Il sodio oxibato (Ghb) esce invece dalla classe dei farmaci anti-craving per decisione dell’Agenzia italiana del farmaco (Aifa): la sua indicazione terapeutica è stata ristretta alla sola fase di astinenza acuta per un massimo di assunzione di 7-10 giorni, ricorda la Sitox. «La motivazione principale è che l’utilizzo a medio e lungo termine non è supportato da dati sufficienti sulla tossicità». Ma «tra le righe si legge la prudenza nei confronti di un farmaco, il Ghb, che è stato protagonista di tristi fatti di cronaca, spesso anche chiamato dai media “droga dello stupro”, in virtù del suo contrabbando e del suo effetto sedativo, a una certa dose, al fine di compiere violenze”.

Il successo delle terapie

Le terapie anti-alcol hanno successo? «Il risultato è molto individuale», premettono i tossicologi. «I tassi di ricaduta per l’alcolismo sono molto vicini a quelli di tutte le malattie recidivanti come asma, ipertensione e diabete, per intenderci. Quindi estremamente probabili – osserva Zavan – Tuttavia, la completa astensione dall’alcol a un anno arriva al 45%».

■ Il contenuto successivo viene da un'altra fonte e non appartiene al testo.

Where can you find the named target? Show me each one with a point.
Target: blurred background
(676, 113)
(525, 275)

Dunque, uscire dalla dipendenza è possibile quasi in un caso su due, anche se è l’età a giocare un ruolo importante: «I giovani tendono a ricadere con più facilità, sostanzialmente perché hanno una minore percezione del rischio, mentre adulti e anziani percepiscono già il bisogno di una cura maggiore verso il proprio corpo, e se prendono già farmaci o sono in comorbilità sono aiutati da un atteggiamento più prudente».